Maria Petrovna serra sa fille dans ses bras, les mains tremblantes.
« Ne pleure pas, ma chérie, » murmura-t-elle. « Sinon tu perdras ton lait. » Mais sa voix trahissait une profonde inquiétude.
« Il faut penser à notre garçon maintenant. »
« Maman… » soudain, Irina se redressa comme frappée par une idée. « Et si j’acceptais ? » Elle saisit les mains de sa mère, les yeux étincelants. « Juste pour quelques mois ! Mais seulement si tu restes avec nous. Je ne peux pas y arriver seule. »
« Oh, quand grandiras-tu enfin ? » fit rouler les yeux Maria, mais son inquiétude persistait. « Tu es encore une enfant, toi-même… Je ne sais quoi dire… »
« Maman, je le sens — c’est le destin ! » posa Irina la main sur sa poitrine pour calmer son cœur qui battait la chamade. « Quelque chose en moi me dit que je dois aider cette petite. Tu resteras avec moi, n’est-ce pas ? »
« Eh bien, où irais-je ? » céda sa mère en levant les mains.
Le cœur d’Irina battait fort alors qu’elle composait le numéro d’Evgueni. Elle fixa ses conditions, et, ô surprise, il accepta presque immédiatement. Deux heures plus tard, elle tenait de nouveau la petite Vika contre elle. Et encore cette étrange ressemblance… avec Volodia.
La maison d’Evgueni était spacieuse et accueillante, non clinquante, mais chaleureuse, comme si le destin l’y avait conduite.
Un jour, tandis que les enfants dormaient et que sa mère était sortie, Irina tomba sur un album photo. Elle s’arrêta net à la dernière page.
Sergei. Son ex-mari enlacé à une magnifique jeune femme, assez jeune pour être sa fille.
À cet instant, la voix d’Evgueni la surprit.
« Je ne voulais pas te faire peur, Ira, » dit-il depuis l’encadrement de la porte, ses yeux fixés sur la photo. « Prise de nostalgie ? »
« Qui est-ce ? » demanda-t-elle sèchement, désignant Sergei.
L’expression d’Evgueni se fit sombre.
« Dasha. Ma fille, » répondit-il lourdement. « Et… la mère de Vika. »
Irina sentit le sol se dérober sous ses pieds.
« J’étais contre, » confessa Evgueni en serrant les poings. « Elle menaçait de me couper les vivres si je n’acceptais pas. Ça m’a écœuré qu’elle choisisse un homme de mon âge — et marié, en plus ! »
Irina ferma les yeux.
« J’ai essayé de leur faire entendre raison… mais ils n’ont rien voulu entendre, » sa voix tremblait. « Plus tard, il a divorcé et juré de la chérir… mais l’impensable est arrivé. »
« Donc… Volodia et Vika sont frère et sœur ? » souffla Irina, sans réaliser qu’elle venait de l’énoncer à voix haute.
« Quoi ? ! » s’exclama Evgueni, pétrifié.
Alors, Irina lui raconta toute son histoire.
« Je… je n’en reviens pas, » dit-il, la regardant avec admiration. « Vous… vous leur avez béni la vie. »
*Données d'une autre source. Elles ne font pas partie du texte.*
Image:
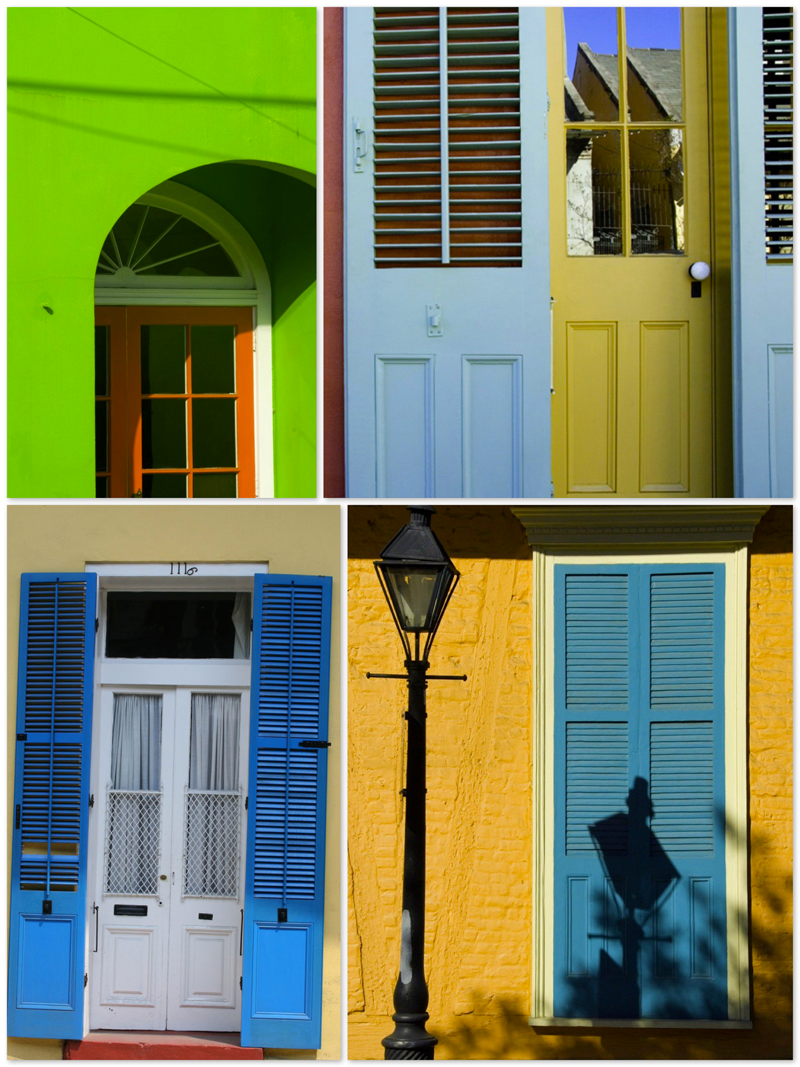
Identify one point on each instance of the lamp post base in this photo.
(411, 1040)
« Je ne savais pas que leur père était mort, » avoua Irina en serrant les poings. « Mais lutter contre le destin est vain. Qu’ils reposent en paix… »
Un an plus tard
Ira et Volodia restèrent chez Evgueni. Puis… un matin, tout changea.
Evgueni toqua doucement à la porte de sa chambre, une corbeille de perce-neige à la main. Il s’assit au bord du lit, jouant nerveusement avec les tiges.
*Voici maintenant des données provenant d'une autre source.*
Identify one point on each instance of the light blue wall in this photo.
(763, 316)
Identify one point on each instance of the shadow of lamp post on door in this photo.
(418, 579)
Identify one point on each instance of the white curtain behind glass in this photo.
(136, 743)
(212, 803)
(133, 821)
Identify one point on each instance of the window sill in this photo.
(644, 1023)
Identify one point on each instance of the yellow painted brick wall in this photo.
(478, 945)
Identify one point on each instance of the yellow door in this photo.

« Ira… » sa voix tremblait. « Les enfants grandissent. Bientôt, ils vont poser des questions… » Il prit une profonde inspiration. « Peut-être est-il temps que nous devenions une vraie famille ? »
Elle savait que ce moment viendrait.
« Tu as raison, » sourit-elle à travers ses larmes. « Nous méritons tous le bonheur. »
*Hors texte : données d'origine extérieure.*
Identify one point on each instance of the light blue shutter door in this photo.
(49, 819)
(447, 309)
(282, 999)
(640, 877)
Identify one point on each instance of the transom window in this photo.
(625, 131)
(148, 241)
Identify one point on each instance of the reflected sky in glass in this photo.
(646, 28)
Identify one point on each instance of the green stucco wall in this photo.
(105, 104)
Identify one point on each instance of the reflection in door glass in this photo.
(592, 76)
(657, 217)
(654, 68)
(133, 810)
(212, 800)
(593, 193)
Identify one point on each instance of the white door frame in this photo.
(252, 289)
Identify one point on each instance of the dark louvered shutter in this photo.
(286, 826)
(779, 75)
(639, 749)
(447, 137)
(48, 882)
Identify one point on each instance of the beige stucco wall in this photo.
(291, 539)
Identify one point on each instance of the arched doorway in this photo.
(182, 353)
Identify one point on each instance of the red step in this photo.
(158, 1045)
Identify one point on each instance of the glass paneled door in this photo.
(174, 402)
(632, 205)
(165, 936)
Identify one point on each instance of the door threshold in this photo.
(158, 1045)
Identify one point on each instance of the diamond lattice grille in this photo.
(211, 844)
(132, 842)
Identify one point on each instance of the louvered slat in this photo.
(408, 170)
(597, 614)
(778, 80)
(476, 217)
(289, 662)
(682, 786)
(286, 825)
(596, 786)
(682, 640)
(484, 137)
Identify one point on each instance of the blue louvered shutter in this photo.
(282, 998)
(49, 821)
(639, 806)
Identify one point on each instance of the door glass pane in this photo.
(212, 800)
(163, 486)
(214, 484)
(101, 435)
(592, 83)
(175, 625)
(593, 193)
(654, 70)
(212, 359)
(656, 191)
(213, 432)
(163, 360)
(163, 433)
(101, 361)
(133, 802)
Evgueni sortit une bague. Le diamant scintillait dans la lumière matinale.
« Peut-être est-ce cliché, mais… » glissa-t-il en passant l’anneau à son doigt. « Je veux que tout le monde sache que tu m’appartiens. »
« À mon âge… » rit-elle.
« L’âge, c’est dans la tête, » il la serra contre lui. « Tu es la mère de deux merveilleux enfants. Ça fait de toi la plus jeune, la plus belle et… »
« Et la plus heureuse, » acheva-t-elle pour lui.
Leurs lèvres se rencontrèrent.
Et, de la chambre voisine, s’éleva le rire des enfants.
Le bonheur vient à ceux qui savent attendre.
À ceux dont le cœur reste ouvert.
À ceux qui n’ont pas peur d’aimer de nouveau.